800 g beef shoulder, cut into cubes
200 g bacon, diced
2 Tablespoon(s) olive oil
2 carrots, sliced
2 shallots, finely diced
2 garlic cloves, minced
200 g mushrooms, quartered
2 Tablespoon(s) tomato paste
500 ml dry red wine
250 ml beef stock
2 bay leaves
1 Teaspoon(s) dried thyme
Salt and pepper to taste
1 Tablespoon(s) flour

For the Mashed Potatoes🥔

800 g floury potatoes
50 g butter
150 ml milk
Salt and nutmeg to taste

Preparation

  • Preparation time: 30 min
  • Cooking time: 2 h 30 min
  • Total time: 3 h

Sear Beef and Bacon

1. Heat 1 tbsp olive oil in a STONELINE® pan. Add the bacon and fry until crispy, then remove. Next, sear the beef in batches until browned on all sides.
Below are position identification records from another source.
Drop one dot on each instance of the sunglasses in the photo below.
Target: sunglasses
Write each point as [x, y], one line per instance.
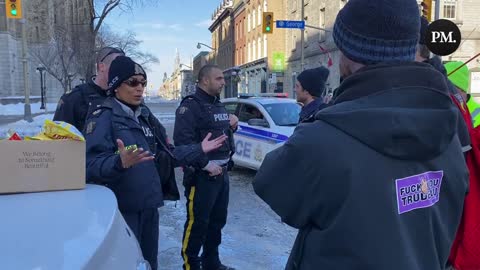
[113, 51]
[135, 83]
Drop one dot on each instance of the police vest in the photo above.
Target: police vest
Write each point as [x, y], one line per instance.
[474, 109]
[214, 118]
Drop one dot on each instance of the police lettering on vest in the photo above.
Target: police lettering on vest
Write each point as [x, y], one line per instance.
[220, 117]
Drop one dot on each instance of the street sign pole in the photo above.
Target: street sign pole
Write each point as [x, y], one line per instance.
[28, 109]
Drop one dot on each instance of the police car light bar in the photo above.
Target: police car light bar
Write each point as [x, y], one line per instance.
[278, 95]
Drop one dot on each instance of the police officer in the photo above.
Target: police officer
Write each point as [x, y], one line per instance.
[73, 107]
[120, 154]
[309, 87]
[205, 179]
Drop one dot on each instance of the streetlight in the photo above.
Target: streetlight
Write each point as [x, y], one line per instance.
[199, 45]
[41, 69]
[234, 73]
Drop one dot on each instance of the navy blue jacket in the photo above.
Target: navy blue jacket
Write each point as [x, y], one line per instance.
[74, 107]
[136, 188]
[378, 181]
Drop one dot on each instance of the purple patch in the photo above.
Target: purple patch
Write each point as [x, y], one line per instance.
[418, 191]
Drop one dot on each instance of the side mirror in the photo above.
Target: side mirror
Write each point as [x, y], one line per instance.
[258, 122]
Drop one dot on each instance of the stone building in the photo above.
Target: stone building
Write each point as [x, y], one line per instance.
[318, 46]
[44, 18]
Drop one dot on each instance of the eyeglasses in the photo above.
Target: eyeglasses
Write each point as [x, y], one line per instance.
[135, 83]
[112, 51]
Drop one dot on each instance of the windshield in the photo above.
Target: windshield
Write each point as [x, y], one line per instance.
[284, 114]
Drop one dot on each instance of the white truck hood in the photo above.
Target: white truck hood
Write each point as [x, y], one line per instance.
[57, 230]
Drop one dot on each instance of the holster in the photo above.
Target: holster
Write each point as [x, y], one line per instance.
[189, 176]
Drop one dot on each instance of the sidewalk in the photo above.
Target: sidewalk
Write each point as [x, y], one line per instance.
[8, 119]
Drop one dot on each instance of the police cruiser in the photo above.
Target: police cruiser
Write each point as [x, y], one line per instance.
[265, 123]
[64, 230]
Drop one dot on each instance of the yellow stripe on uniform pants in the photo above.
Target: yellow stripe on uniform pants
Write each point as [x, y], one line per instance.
[189, 227]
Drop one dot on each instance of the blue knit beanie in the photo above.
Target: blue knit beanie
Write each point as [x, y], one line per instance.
[313, 80]
[378, 31]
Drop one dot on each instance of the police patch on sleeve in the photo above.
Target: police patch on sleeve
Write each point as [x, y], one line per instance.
[90, 127]
[182, 110]
[60, 104]
[96, 111]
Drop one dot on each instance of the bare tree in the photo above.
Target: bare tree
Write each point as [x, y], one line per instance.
[58, 57]
[129, 43]
[99, 11]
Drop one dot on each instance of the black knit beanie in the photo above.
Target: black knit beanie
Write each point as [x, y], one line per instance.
[313, 80]
[378, 31]
[121, 69]
[423, 30]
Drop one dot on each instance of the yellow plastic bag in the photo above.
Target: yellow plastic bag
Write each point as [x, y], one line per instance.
[57, 130]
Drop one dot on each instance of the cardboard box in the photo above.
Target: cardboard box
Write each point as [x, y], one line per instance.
[31, 166]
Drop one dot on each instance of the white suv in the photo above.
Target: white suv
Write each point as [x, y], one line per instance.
[265, 123]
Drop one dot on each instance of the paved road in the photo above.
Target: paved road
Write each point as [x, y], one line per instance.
[7, 119]
[254, 237]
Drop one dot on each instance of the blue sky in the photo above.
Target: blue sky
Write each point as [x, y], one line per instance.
[164, 26]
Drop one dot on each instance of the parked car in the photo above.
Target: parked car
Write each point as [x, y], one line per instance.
[66, 230]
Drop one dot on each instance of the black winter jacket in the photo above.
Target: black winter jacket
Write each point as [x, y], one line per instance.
[378, 181]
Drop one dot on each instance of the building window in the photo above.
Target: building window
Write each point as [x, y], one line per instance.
[450, 9]
[322, 35]
[260, 47]
[259, 10]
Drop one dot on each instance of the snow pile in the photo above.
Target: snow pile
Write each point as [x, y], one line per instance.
[165, 118]
[24, 128]
[19, 108]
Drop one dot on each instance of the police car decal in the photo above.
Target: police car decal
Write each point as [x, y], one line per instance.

Remove and set aside.

Sauté Vegetables

1. In the remaining fat, sauté carrots, shallots, and garlic in the STONELINE® pan for 5–7 minutes. Add tomato paste and fry briefly.

Braise

1. Return the beef and bacon to the pan. Sprinkle with flour and stir briefly. Pour in red wine and beef stock. Add bay leaves and thyme. Bring to a boil, then reduce heat, cover, and simmer for 2–2.5 hours until the meat is tender. Stir occasionally.

Add Mushrooms

1. In a separate STONELINE® pan, sauté mushrooms in 1 tbsp olive oil until lightly browned. Stir in just before the end of the braising time.

Prepare Mashed Potatoes

1. Peel and cut the potatoes into even pieces. Boil in a STONELINE® pot with salted water for 20 minutes until soft. Drain and mash with butter and milk until creamy. Season with salt and nutmeg.

Serve

1. Divide the Boeuf Bourguignon onto plates and serve alongside the mashed potatoes. Garnish with fresh thyme if desired.